MAJOR ISSUES REMAIN in S1701:
Surplus reduction: Traditionally used for property tax relief by local districts. This practice allows for a smoother budget process with advantage of foresight. Reasonable surplus tempers emergent situations. The state has no provision for rainy day funds at state level that might provide a safety net. Surplus reduction creates future ‘hole’ in budget that will have to be made up via increase in property taxes.
Second Question Restrictions – (1) Greatly reduces what local schools may place on the ballot (even when local taxpayers must approve, thus holding their local district accountable the through their vote); (2) Inappropriately assigns final control in second question decision-making to county-state administrators.

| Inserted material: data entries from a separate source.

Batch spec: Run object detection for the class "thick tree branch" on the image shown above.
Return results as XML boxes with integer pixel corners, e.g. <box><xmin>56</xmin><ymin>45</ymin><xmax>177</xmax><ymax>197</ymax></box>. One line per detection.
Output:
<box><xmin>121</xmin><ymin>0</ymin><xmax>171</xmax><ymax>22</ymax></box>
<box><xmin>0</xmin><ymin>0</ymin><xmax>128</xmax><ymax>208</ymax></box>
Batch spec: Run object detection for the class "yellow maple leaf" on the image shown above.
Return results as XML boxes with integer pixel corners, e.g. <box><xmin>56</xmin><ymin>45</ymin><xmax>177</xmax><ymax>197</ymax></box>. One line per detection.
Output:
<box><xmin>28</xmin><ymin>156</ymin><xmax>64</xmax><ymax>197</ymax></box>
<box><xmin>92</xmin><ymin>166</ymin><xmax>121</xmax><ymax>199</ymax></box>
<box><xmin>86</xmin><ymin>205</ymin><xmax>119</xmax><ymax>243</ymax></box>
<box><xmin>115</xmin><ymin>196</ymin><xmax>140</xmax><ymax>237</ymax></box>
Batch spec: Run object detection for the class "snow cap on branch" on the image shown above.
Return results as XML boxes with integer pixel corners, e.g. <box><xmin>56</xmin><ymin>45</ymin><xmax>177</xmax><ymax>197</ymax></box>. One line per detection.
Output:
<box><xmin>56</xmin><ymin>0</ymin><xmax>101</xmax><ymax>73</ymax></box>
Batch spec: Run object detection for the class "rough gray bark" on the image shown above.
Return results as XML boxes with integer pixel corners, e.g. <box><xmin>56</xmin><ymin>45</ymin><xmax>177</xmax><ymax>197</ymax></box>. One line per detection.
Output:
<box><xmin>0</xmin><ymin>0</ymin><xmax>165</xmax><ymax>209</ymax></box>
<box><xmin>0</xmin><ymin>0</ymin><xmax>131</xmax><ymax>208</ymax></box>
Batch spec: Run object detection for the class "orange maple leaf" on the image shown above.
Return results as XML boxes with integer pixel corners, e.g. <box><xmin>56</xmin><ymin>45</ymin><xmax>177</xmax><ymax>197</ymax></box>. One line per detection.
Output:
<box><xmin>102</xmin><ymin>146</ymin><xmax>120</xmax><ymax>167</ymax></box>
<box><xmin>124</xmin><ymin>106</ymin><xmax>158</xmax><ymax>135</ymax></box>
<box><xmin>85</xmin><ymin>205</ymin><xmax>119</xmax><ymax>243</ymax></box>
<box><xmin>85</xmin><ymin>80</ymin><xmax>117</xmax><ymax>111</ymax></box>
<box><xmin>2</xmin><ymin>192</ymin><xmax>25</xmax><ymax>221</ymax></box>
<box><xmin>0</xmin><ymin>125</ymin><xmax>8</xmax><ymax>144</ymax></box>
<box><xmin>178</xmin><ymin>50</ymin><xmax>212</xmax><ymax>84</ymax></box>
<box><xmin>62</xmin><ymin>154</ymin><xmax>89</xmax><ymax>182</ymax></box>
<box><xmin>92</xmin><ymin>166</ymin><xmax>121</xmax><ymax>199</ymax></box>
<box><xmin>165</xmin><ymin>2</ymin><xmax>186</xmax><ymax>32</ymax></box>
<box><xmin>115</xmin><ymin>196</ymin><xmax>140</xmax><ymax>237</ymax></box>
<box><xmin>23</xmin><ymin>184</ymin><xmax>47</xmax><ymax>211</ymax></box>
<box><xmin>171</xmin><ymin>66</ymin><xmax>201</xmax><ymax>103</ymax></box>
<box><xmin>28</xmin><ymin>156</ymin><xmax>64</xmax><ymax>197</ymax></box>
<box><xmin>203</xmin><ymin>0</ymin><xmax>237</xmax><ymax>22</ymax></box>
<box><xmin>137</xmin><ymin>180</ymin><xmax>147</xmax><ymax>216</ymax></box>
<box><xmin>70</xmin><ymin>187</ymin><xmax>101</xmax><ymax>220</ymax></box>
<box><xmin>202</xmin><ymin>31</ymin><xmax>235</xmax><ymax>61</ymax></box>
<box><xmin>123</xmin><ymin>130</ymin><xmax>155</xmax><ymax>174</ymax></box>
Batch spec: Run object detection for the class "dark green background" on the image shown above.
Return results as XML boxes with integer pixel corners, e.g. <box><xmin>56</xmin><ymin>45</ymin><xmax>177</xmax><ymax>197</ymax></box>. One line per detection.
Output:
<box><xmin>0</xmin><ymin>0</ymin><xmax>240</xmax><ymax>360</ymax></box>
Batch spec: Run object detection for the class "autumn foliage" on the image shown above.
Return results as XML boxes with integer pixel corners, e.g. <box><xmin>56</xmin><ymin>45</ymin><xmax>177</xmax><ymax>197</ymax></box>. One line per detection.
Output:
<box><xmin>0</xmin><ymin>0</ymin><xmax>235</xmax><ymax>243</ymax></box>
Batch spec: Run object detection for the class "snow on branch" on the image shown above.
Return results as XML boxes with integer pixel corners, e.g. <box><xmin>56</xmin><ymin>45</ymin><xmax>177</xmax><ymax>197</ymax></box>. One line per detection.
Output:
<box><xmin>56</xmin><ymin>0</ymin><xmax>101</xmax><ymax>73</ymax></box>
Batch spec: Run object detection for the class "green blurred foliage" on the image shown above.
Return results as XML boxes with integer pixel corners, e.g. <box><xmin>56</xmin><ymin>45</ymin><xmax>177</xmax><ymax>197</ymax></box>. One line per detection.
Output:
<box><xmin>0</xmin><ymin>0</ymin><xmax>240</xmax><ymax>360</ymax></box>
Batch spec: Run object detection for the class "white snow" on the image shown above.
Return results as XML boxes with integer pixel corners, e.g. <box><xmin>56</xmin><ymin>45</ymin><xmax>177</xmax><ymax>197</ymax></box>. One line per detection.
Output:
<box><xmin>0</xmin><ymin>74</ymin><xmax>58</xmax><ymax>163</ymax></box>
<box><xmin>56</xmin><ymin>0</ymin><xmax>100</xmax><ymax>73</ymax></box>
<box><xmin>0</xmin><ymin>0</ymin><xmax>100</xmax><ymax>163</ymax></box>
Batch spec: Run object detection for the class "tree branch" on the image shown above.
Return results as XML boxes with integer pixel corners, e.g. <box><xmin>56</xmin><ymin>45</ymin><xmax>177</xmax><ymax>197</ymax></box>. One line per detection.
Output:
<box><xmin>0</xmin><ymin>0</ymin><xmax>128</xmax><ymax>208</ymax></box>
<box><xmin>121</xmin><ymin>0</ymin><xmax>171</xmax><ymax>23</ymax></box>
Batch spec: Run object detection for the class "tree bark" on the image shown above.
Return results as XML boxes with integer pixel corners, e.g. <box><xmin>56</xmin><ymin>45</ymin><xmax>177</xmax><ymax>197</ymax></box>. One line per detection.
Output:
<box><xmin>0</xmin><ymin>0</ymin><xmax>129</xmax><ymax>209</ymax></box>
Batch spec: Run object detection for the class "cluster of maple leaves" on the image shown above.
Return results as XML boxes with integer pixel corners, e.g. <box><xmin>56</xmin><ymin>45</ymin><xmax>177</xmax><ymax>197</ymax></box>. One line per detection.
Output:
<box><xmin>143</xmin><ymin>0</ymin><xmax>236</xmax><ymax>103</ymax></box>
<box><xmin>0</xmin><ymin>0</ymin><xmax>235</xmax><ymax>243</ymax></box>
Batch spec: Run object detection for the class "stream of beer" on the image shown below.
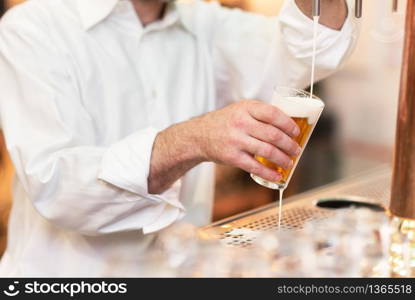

Loss of local control: separate questions require county and state approval although it is local decision whether or not to locally support the expenditure required. There is a state-controlled ‘filter’ a district must wade through before even being allowed to formally propose a second question: programs/services in a prior budget are not allowed to be put in a second question at all. Flexibility is curtailed and there is little room to promote improvement needed to maintain quality education. In certain cases, the law permits the state to dictate where a local district may spend its revenue for support and administrative services.
Administrative Spending Limits: (1) Caps administrative cost growth to 2.5%, even when district spending is lower than the state-defined benchmark for effective/efficient spending in this category; (2) even new principals hired to head new schools built due to enrollment growth are required to fit under the current 2.5%; (3) does not take enrollment growth into account; (4) does not take differing needs of student body into account.